The key findings are as follows:
(1) System instability and chaos: Large adjustments in product prices lead to instability and chaos. Grandfathering often falls into chaos earlier than benchmarking, indicating that the market regulation ability under benchmarking is stronger. On the contrary, excessive adjustments in government carbon quotas cause benchmarking to fall into chaos earlier than grandfathering, indicating that grandfathering has stronger regulatory ability. (2) Profitability under stability and chaos: When the system is stable, the profits of duopoly manufacturers under the benchmarking carbon quota mechanism are higher. In a chaotic state, the profit fluctuations under the grandfathering system are greater. To stabilize the system, manufacturers should moderate the speed of price adjustments. (3) The impact of competition and government quotas: As oligopoly competition intensifies, the system transitions from the doubling period to the chaos period. Compared with grandfather clauses, benchmarking provides manufacturers with stronger market supervision and higher profits. The increase in the impact of government carbon quotas makes the system more sensitive under the benchmark and complicates decision-making.
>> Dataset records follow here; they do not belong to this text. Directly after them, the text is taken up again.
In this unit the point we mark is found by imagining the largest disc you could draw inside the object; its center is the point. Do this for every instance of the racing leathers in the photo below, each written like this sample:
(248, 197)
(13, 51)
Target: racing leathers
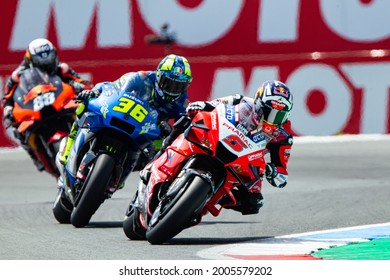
(141, 84)
(279, 141)
(63, 70)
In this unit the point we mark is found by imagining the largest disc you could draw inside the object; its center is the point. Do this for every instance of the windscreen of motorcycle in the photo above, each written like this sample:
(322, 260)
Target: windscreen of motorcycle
(235, 138)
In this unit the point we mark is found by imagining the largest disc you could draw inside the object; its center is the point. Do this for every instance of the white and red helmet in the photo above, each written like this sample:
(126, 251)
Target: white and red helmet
(276, 101)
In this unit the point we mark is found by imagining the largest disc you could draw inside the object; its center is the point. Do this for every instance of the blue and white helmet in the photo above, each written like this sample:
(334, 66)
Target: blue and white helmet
(173, 76)
(276, 101)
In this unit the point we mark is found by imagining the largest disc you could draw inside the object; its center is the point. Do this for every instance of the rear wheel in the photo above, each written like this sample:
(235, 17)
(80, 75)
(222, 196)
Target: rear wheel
(93, 191)
(175, 214)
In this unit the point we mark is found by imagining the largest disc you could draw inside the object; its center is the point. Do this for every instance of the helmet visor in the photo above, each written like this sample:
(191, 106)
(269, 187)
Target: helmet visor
(274, 116)
(172, 87)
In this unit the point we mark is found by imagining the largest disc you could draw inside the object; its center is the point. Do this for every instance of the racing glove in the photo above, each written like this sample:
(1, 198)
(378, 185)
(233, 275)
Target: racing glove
(165, 129)
(78, 87)
(274, 177)
(194, 107)
(8, 115)
(87, 94)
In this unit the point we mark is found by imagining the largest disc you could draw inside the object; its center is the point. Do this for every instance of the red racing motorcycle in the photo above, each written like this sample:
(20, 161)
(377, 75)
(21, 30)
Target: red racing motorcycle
(44, 111)
(192, 175)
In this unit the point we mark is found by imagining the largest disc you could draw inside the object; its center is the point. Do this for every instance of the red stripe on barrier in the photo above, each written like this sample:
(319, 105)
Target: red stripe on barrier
(274, 257)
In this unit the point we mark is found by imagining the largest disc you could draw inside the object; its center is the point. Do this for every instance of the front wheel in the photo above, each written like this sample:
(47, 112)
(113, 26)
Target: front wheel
(173, 215)
(93, 191)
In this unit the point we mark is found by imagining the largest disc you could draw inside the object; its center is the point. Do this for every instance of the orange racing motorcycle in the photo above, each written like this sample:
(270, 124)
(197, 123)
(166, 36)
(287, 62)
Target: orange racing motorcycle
(44, 110)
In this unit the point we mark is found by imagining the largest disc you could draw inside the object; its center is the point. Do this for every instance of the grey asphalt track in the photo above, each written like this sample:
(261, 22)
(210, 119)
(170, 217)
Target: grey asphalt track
(331, 185)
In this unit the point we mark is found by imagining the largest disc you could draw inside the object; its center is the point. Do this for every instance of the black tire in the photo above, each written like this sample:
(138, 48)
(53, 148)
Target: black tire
(131, 226)
(180, 210)
(62, 208)
(93, 194)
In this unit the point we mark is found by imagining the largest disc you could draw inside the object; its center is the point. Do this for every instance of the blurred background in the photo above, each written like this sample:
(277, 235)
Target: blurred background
(334, 55)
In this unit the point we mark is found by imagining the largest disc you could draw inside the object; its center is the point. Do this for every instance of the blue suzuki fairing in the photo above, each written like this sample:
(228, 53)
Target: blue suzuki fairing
(117, 123)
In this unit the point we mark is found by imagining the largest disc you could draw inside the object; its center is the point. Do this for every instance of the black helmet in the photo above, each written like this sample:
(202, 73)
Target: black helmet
(276, 100)
(42, 54)
(173, 76)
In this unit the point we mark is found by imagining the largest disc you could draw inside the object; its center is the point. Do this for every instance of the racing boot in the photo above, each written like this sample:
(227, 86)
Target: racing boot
(63, 155)
(38, 164)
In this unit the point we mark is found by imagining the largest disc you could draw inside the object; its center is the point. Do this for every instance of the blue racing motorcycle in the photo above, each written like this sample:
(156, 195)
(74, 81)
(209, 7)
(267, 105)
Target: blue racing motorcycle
(115, 131)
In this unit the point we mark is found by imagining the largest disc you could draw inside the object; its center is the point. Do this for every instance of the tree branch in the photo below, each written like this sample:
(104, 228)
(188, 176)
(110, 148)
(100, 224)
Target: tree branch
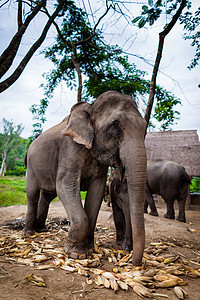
(19, 14)
(10, 80)
(7, 57)
(162, 36)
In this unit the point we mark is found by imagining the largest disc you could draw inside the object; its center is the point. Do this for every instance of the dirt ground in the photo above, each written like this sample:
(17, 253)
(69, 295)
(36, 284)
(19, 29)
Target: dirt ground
(61, 285)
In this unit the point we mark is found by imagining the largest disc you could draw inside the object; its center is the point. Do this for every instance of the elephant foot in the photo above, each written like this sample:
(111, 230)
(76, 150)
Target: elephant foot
(154, 213)
(42, 229)
(76, 250)
(169, 216)
(119, 242)
(28, 232)
(181, 219)
(127, 246)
Suggestions for improvement:
(1) Strengthening price adjustment strategies: Manufacturers should avoid excessive price adjustments to prevent system instability. Detailed market analysis and incremental price adjustments are recommended to maintain stability. Implementing predictive analysis and market simulation can help predict the impact of price changes and optimize adjustments. (2) Carbon quota mechanism selection: Manufacturers should comprehensively evaluate the stability and market supervision capabilities of carbon quota mechanisms. For short-term market stability, benchmarking may be preferable, while grandfather clauses may provide long-term flexibility. A hybrid approach can also be considered to balance short-term stability and long-term adaptability. (3) Competitiveness and adaptability: In the context of fierce market competition and strict government carbon policies, manufacturers must enhance competitiveness and adaptability. It is essential to develop agile business strategies, flexible production plans, and dynamic carbon reduction plans. Investing in advanced technologies and continuous improvement practices can further enhance resilience to market and policy fluctuations. (4) Risk management and policy sensitivity: Due to the system’s high sensitivity to benchmarking methods, manufacturers should conduct comprehensive policy impact analysis, multi-scenario evaluation, and simulations to mitigate decision risks. Engaging in active dialogue with policymakers and participating in industry forums can offer valuable insights into regulatory trends, allowing manufacturers to foresee and adapt to policy changes. (5) Holistic management approach: Manufacturers should adopt a holistic approach to supply chain management, combining environmental sustainability with operational efficiency. This includes leveraging digital tools for real-time monitoring and decision support, facilitating collaboration with supply chain partners, and aligning corporate strategy with broader sustainability goals. Continuous learning and adaptation are key to thriving in a dynamically evolving market environment.
Conclusions and recommendations are shown
Figure 13, and the connections found therein are such that by focusing on these key connections, manufacturers can better align their strategies with the conclusions drawn from the research.
There are still shortcomings in this study, such as adding a recycling link to the supply chain and considering factors such as the investment in recycling products to construct higher-order dynamic equations. This will make the research on carbon reduction in green supply chains more complete and provide more effective solutions and methods for practical production and management.